On a donc instauré un programme de survie rigoureux faisant alterner minaret, madrasa ou mosquée et restaurant, café ou hôtel. Nous sommes aujourd'hui des spécialistes de la Transoxiane et de la brochette de moutons. Je dois reconnaître que c'était quand même magnifique, je l'admets. Ca n’empêche pas que le jour où, soucieux d'économiser quelques dollars pour s'offrir quelques visites supplémentaires indispensables, nous avons décidé de voyager de nuit, nous sommes tombés sur un bus non chauffé. Il faut en effet savoir que tous les bus roulant dans ces pays viennent d'Europe, c'est comme le cimetière des éléphants : après une longue vie obéissante et besogneuse au service des transports scolaires et des voyages touristiques, quand il sent ses forces l'abandonner et que ses passagers pourraient être en danger, l'autobus européen quitte sagement ses compagnons sans un mot et suit une route secrète connue seulement de son peuple jusqu'en Ouzbékistan où il finira son existence après quelques milliers de kilomètres supplémentaires dans un fossé, le long d'une piste de terre, le moteur achevé à coup de clés à molette. Donc quand on prend un bus en Ouzbékistan c’est un peu une madeleine de Proust, avec un peu de chance on peut même retrouver le chewing-gum qu on avait collé sous le siège du fond… mais c’est aussi prendre des risques pour pas grand choses.

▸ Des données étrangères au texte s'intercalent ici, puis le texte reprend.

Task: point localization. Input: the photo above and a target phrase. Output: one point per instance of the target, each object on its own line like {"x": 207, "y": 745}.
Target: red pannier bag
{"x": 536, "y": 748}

Dans l'échelle du masochisme on peut déterminer plusieurs stades. Le premier, tout à fait méprisable consisterait à passer la nuit dans un lit dans une maison chauffée en France après un bon repas avec des amis, plus loin on trouve visiter un dépôt de bouteilles de gaz chiite à Bagdad, faire la sieste dans un bassin d'alligators de Floride à la diète depuis une semaine, dormir dans un village Texan avec un tee-shirt black power, ou vendre des Big Mac dans le sud de l'Afghanistan en plein ramadan… mais encore plus loin, tout en haut de la liste pire que tout ça il y a : dormir en hiver dans un bus non chauffé filant vitres ouvertes sur la steppe enneigée ouzbek – ce qui est bien pire que de jouer à l'abbé pierre dans la neige puisque le vent renforce la sensation de froid.
On a donc passé 8h blottis dans nos duvets, habillés comme pour visiter des amis manchots en terre adélie, s'appelant de temps à autre pour être sûrs de ne pas s'endormir, grattant le centimètre de glace collé à la vitre pour voir si le soleil n’avait pas fini par se lever. A un moment on a vraiment pensé que notre voisin était mort de froid mais il a été pris d'une quinte de toux tuberculeuse qui nous a rassuré sur sa survie, du moins sa survie immédiate. Le jour qui suivit fut inoubliable : arrivés frigorifiés à l'aube dans une ville déserte, frappant aux portes fermées des hôtels on a trouvé une guest-house qui chauffait les chambres avec des plaques de cuisson électrique. Passées 3h comateuses sous une pile de couvertures on s'est tapé quelques mosquées qui manquaient à notre collection - je me demande pourquoi Panini a pas sortie des albums à vignettes Châteaux de la Loire, Eglises toscanes ou Mosquées ouzbeks , ça ferait un malheur - ensuite on est retournés à la guest-house à 16h, dodo jusqu'au lendemain et retour direct à Almaty après 3 bus chauffés et 40 heures de voyage.
Pour cet été on hésite entre Tadjikistan en bus et retour en France et deux semaines au Lavandou.